Comment 1 frankioski 2008-12-05 00:18:11 UTC
Created attachment 74560 [details]
Attaching screen cap of task scanning
Comment 2 Peter Pis 2008-12-05 06:35:30 UTC
Reassigning to java for evaluation.
Comment 3 Pavel Flaska 2009-01-07 11:18:42 UTC
Perhaps because of slow network disc access I guess. Not sure, you didn't add some useful additional information.
Try to describe your environment in maximum detail. (OS, number of projects and their size), usage of NFS, messages.log etc.

Comment 4 meinholz 2009-01-07 12:49:53 UTC
This happens to me also on Windows XP, jdk 1.6.0_11. I had to uninstall the Task List plugin to make netbeans 6.5 usable
for me. I only had 3-4 smallish projects without a lot of dependencies and it took several minutes to complete task
scanning. All projects were on the local hard drive, no network file systems were involved in the projects.

This was a very vanilla install of netbeans on a windows computer. This problem made usage of netbeans out of the box
unusable without deinstallation of the plugin. IMO, this will really hurt the adoption chances of netbeans.
Comment 5 Jan Jancura 2009-02-20 11:55:38 UTC
Thanks for your report. I am trying to reproduce it, but I am not very successful. I have several questions:
1) how many tasks you see in your Tasklist?
2) have you changed Task List settings? For example, have you changed Task List Filter?
3) Do you use one JDK for all your projects?

Thanks.
Comment 6 rburkhead 2009-03-14 17:36:56 UTC
Having the same problem on a very large php/html project (several hundred files). Tasklist settings have not changed
from the default installation.
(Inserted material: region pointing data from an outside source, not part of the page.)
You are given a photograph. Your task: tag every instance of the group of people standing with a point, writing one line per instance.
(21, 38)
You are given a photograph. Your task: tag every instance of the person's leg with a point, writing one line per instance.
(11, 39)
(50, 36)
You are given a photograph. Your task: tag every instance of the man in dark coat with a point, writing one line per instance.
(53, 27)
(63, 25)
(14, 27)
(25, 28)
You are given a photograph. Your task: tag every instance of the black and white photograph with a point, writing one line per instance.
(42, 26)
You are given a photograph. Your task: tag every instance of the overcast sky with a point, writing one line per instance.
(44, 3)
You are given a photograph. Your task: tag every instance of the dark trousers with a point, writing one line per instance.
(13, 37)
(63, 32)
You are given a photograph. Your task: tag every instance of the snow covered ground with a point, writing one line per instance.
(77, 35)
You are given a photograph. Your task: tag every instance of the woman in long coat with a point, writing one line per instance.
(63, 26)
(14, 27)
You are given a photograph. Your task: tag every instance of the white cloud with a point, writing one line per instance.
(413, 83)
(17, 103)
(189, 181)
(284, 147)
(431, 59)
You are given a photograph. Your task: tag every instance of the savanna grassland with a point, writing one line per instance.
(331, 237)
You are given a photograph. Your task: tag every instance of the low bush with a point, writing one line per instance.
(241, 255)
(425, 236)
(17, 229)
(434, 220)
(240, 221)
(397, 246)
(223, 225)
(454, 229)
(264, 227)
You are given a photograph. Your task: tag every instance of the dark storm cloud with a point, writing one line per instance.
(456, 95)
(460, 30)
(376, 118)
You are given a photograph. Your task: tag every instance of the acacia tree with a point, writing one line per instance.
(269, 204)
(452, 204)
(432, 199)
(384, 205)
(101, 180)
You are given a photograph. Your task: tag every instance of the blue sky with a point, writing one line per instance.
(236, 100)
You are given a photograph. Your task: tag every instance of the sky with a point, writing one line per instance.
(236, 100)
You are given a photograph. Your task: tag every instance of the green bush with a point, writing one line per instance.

No idea how many tasks the tasklist manager might find, as it is the first time I
attempted to open that project.  After a few seconds, the UI became unresponsive, and the nbexec job had to be killed at
the OS level.
Comment 7 neu242 2009-04-29 08:50:07 UTC
There's a test case for this in http://www.netbeans.org/issues/show_bug.cgi?id=134990 (Apr 28)
Comment 8 greggwon 2009-05-26 20:29:44 UTC
I've done some more testing of where things get ugly, by taking some dependencies which I had identified as libraries,
to instead be on projects so that the output of the project build would be used as the dependency, instead of the
library jar file which would be copied into place as part of the library project build.

It looks to me like this is a workaround.  I still feel like the problem is that freeform projects have basically no
tracking built into them.  It seems to me that there could be an easy path from a library jar to a project by allowing a
library to have a path designation that is the "project" that builds that library.  I know that this is basically
covered by switching from a library to a project dependency as exists today.

However, my issue is that I always want to build against the production library build, no matter who built that library
for several of my libraries, so I really don't know how to address the async update issue of that library without being
able to say this library comes from this project.  You can already say this library comes from these sources, and it is
already the case that only one project can include a source tree, so that might be the dependency that needs more
inspection at the moment that the library is detected as updated, and then NB could find exactly what had changed.